The curves are interesting and telling! Looking for producing real consumer values is the best way but to become a must have not nice to have, you need to do the homework to find out that the real pains are. He suggests a simple method of how long the potential customer is willing to spend on telling you the problem. That is fine, and the only caveat is to watch for commonality not particular person’s problem. In other words, if you can find several to tell you the same thing then you have a chance. That said, finding the problem may not be the hardest part but offering solutions is.
Those initial loops are unsuccessful attempts to create a product people want to use. The problem is those loops can take months and/or millions of dollars to get through, and many startups never get there. But a startup can get through at least one or two of those loops quickly, in a matter of a few short weeks, by using a new concept called Monetizable Pain.
The loops always start off sounding like a good idea full of possibility. But before long, after development and launch, it becomes apparent that while interesting, the product is somehow not necessary enough, or useful enough, to really build a business around, even if it’s well designed.
The Must Have
The part of the curve on the right, where things are finally looking up, is where a startup has figured out how to offer a must-have. This part arrives when the company gets two things right at the same time:
It is now focused on monetizable pain – a problem that Furr and Ahlstrom refer to as a “shark bite”.
It is offering a solution that provides a direct, meaningful level of relief for that problem. (Without adding too many new hassles in the process.)
Most of the good startup wisdom out there, from Lean Startup, to Customer Development, to Y Combinator, emphasize engaging customers early by building something that offers the product concept or a product feature and then measuring customer/user response.
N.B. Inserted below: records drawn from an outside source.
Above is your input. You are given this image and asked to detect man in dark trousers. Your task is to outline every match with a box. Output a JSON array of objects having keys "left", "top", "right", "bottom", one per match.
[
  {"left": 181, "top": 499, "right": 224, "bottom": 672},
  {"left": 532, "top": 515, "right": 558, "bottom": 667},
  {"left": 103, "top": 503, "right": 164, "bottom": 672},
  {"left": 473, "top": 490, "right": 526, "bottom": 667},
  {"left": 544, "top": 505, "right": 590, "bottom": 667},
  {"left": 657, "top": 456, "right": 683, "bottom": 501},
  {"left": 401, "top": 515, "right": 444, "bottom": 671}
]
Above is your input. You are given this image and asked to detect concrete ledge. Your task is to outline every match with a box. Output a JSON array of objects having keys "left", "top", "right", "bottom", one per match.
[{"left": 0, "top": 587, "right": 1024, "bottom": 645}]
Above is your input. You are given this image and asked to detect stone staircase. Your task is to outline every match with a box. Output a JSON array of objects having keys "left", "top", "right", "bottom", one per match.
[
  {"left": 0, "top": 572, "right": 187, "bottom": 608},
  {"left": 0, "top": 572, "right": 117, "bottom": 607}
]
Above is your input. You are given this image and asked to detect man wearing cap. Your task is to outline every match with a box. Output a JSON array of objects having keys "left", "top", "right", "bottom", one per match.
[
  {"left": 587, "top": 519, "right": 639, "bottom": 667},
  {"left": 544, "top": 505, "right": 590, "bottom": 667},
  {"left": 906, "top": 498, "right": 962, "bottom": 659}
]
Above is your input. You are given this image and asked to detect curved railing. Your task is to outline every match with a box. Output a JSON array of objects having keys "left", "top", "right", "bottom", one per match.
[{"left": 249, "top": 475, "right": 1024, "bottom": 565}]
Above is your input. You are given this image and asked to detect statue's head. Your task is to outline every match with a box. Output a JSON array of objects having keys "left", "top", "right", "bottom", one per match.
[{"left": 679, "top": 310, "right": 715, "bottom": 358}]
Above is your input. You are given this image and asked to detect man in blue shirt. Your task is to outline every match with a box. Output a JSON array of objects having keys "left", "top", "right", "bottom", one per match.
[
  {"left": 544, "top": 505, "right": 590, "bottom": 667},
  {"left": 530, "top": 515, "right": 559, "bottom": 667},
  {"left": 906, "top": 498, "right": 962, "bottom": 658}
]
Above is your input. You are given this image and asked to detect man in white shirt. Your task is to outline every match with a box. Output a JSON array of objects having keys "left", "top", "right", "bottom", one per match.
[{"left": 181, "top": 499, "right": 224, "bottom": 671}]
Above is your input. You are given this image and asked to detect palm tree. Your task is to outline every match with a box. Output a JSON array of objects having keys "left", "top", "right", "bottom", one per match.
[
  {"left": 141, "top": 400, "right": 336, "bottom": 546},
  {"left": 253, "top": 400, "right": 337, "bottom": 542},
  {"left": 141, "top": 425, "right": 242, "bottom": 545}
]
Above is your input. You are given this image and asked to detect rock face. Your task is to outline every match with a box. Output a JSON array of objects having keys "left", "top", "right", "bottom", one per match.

Offering a minimum viable product is a fantastic way to learn what target customers want. I do it all the time. The only problem is the learnings you get don’t always lead to a breakthrough product focused on monetizable pain. The reason?
Monetizable pain is about the customer’s problem, not the startup’s product.
For that reason, the first step on the road to product/market fit for any startup is to go deep on the customer problem and test for monetizable pain before building anything.
One way to accurately measure a customer problem is to rely on this principle:
The value of a problem directly correlates to the time people will take to tell you about it.
Time and time again we find that if busy people, who fit your target customer profile, are willing to give you valuable time simply to discuss a particular problem, with no clear promise (yet) of a viable solution, then you have an important problem. The kind of problem a startup, with limited resources, no brand, an incomplete product and a small team can actually sell into.
Place a true cold call to your hypothetical target customer – meaning the actual role/title of the person in the big name brand you would actually like to sell to – and leave a voice message that does little more than ask, “Do you have this problem?”
probably the four most important words after your problem description – “I’m not selling anything.”